When an LED is switched on and off faster than about 60 Hz, the visual system stops resolving individual pulses and perceives a steady brightness equal to the average light output. A 50 % duty cycle reads as roughly half brightness; 25 % as a quarter; 10 % as dim.
The wiring is the same as for a static external LED on
GPIO output – a current-limiting
resistor in series with the LED, sized using the rules from
Electronics basics. The change is only in
software: the pin runs as a PWM output
instead of a plain Pin.OUT.
6.14.1. Picking the frequency¶
For LED dimming the PWM frequency only has to clear the eye’s flicker threshold:
Below ~60 Hz the eye sees the pulses outright.
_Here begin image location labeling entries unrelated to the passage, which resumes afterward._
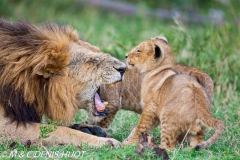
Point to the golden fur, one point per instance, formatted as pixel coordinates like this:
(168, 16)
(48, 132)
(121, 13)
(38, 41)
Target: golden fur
(126, 94)
(46, 70)
(177, 100)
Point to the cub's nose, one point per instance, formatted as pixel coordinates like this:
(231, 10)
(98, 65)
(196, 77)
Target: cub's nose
(121, 70)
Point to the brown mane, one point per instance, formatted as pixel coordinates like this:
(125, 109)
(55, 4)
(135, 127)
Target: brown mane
(34, 73)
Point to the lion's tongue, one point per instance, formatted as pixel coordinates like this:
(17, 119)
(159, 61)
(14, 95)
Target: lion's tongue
(100, 107)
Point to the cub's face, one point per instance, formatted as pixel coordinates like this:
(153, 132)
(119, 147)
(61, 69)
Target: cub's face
(149, 54)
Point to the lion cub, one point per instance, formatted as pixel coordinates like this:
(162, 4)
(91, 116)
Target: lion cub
(177, 100)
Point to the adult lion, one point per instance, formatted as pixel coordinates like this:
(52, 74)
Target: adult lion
(46, 70)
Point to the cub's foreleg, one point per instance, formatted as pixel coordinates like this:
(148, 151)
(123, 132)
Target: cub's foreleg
(147, 120)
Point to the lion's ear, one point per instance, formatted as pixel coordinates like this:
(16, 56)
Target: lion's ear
(157, 51)
(54, 62)
(162, 38)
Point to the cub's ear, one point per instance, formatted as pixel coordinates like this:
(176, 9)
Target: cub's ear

Below ~200 Hz peripheral vision and rapid eye motion can still reveal flicker.
1 kHz is comfortably above all of that and is a typical default.
There is no upper bound that matters for a small LED on a GPIO; anything from 1 kHz to 10 kHz behaves the same to the eye.
6.14.2. Fading¶
A fade-in / fade-out loop sweeps the duty cycle from off to fully on and back, dwelling briefly at each step:
import time
from machine import PWM, Pin
led = PWM(Pin("P7"), freq=1000, duty_u16=0)
while True:
for d in range(0, 65535, 256):
led.duty_u16(d)
time.sleep_ms(5)
for d in range(65535, 0, -256):
led.duty_u16(d)
time.sleep_ms(5)
At 1 kHz PWM and 5 ms steps the eye sees a smooth fade in both directions, with the apparent brightness tracking the duty value.
Perceived brightness is not strictly linear in duty cycle –
the eye’s response follows roughly a square or cube law – so
a linear sweep of duty_u16 does not look like a linear
sweep of brightness. For a perceptually smoother fade, step
the duty on a curve.
A convenient integer-only trick is to step an 8-bit counter
and use its square as the duty cycle. 255 × 255 = 65025 is
within rounding of full scale, so the sweep covers the whole
range:
import time
from machine import PWM, Pin
led = PWM(Pin("P7"), freq=1000, duty_u16=0)
while True:
for step in range(256):
led.duty_u16(step * step) # 0..65025, roughly quadratic
time.sleep_ms(5)
for step in range(255, -1, -1):
led.duty_u16(step * step)
time.sleep_ms(5)
The fade now feels roughly even in apparent brightness from off to full.